Drood
6.5
Drood

livre de Dan Simmons ()

J’avais perdu de vue Dan Simmons pendant presque 20 ans avant d’être tenté en 2009 par l’expérience folle et glaçante de «Terreur». Reprenant alors le principal fait divers du 19eme siècle anglais, la disparition des deux bateaux de l’expédition Franklin en 1845, Simmons proposait un exercice de style stupéfiant à plus d’un titre. Parmi les nombreuses qualités de l’ouvrage, une utilisation absolument rigoureuse de tous les éléments connus (épistolaires, scientifiques, historiques) entourant un des plus grands mystères de l’histoire de la conquête des pôles.

Autant dire d’emblée que l’on retrouve ce soucis titanesque du détail (utilisé à propos) avec ce «Drood». Mieux, on comprend pourquoi et comment Simmons a pu trouver l’inspiration pour cet ouvrage, en relation directe avec le précédent.

Quelques années après le drame polaire, Charles Dickens et William Wilkie Collins écrivent une pièce à succès, directement inspiré par la disparition de l’Erebus et le Terror.
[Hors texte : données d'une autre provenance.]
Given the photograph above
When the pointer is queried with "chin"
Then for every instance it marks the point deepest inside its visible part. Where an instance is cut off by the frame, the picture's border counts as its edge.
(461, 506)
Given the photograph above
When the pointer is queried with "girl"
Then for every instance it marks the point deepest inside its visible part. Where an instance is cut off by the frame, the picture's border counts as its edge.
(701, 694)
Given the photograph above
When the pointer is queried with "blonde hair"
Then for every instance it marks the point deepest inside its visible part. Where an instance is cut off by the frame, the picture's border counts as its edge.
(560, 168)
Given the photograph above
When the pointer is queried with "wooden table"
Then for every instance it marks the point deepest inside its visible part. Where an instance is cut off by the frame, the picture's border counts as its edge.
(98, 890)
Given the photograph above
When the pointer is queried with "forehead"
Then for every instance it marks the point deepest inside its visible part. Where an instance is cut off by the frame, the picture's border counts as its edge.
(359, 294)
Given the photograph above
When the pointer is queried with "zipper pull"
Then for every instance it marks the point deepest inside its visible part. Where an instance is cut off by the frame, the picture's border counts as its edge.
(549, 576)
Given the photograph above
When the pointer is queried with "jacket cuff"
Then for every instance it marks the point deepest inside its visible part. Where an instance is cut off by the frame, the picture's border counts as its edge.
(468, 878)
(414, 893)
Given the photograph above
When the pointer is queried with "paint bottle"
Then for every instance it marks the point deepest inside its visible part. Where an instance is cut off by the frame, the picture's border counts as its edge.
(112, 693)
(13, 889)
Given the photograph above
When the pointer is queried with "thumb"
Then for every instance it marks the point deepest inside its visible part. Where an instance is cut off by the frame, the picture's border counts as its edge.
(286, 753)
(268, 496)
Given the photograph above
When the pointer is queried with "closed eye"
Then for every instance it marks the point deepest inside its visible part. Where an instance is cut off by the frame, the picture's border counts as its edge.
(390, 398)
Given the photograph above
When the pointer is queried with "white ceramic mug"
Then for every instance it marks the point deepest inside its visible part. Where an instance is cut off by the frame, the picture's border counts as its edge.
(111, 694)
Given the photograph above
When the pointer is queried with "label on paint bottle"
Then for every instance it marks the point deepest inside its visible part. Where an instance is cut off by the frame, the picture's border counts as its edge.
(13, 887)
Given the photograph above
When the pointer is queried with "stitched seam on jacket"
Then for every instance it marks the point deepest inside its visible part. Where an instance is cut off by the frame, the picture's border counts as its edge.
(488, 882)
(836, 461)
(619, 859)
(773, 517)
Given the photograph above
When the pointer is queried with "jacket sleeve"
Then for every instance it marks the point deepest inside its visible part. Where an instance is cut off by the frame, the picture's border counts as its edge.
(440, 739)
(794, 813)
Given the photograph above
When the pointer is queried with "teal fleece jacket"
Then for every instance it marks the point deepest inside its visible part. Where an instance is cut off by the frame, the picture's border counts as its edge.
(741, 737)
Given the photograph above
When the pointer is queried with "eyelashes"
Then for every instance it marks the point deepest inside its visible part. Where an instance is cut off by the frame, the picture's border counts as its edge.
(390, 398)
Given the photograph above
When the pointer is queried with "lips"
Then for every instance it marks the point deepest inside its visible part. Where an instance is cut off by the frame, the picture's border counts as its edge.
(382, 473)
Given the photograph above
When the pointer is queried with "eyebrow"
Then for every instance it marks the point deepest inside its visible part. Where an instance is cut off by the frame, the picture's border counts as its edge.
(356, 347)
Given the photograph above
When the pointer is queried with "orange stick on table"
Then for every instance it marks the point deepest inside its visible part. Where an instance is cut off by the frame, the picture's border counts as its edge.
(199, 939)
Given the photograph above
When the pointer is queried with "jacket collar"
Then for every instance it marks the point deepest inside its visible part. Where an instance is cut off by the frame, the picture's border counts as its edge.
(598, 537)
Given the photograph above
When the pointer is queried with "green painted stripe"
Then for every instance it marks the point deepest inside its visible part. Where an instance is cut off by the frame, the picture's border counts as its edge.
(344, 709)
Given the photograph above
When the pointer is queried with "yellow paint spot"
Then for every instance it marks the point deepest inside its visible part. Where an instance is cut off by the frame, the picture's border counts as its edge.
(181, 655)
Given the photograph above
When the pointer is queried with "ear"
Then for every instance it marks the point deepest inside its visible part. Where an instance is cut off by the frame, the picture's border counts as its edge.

Signe de l’implication des deux auteurs dans leur sujet, ils ne firent pas qu’écrire la pièce puisqu’ils allèrent jusqu’à la jouer sur scène. «Profondeurs glacées» (plus tard réécrite par le seul Collins sous forme de nouvelle) présentait la particularité, pour peu que l’on se penche de manière attentive sur son contenu, de percevoir, à travers ses deux personnages principaux, la véritable nature de la rivalité qui unissait et bientôt diviserait les deux écrivains.

Les principaux faits sont les suivants.
Le 9 juin 1865, Dickens est victime d’un accident de train dont il est un des seuls survivants.
Il meurt cinq ans plus tard, jour pour jour. Entre les deux dates, sa féconde production s’est tue, et il laissera à la postérité un demi-roman, en cours d’écriture au moment de son trépas, «le mystère d’Edwyn Drood».
Il n’en fallait pas plus à Dan Simmons pour imaginer une version des évènements (parmi les centaines que des générations d’admirateurs ont élaboré au fil des ans) sacrément bien documentée.
Parce que voilà bien une des deux grandes forces de ce livre: comme pour son roman précédent, TOUS les détails présentés au cours de l’intrigue sont vérifiables et véridiques. Comme pour Terreur, Simmons a le génie de faire coïncider sa théorie littéraire, son affabulation artistique avec les minuscules aspérités laissées par les faits. Et c’est relativement vertigineux.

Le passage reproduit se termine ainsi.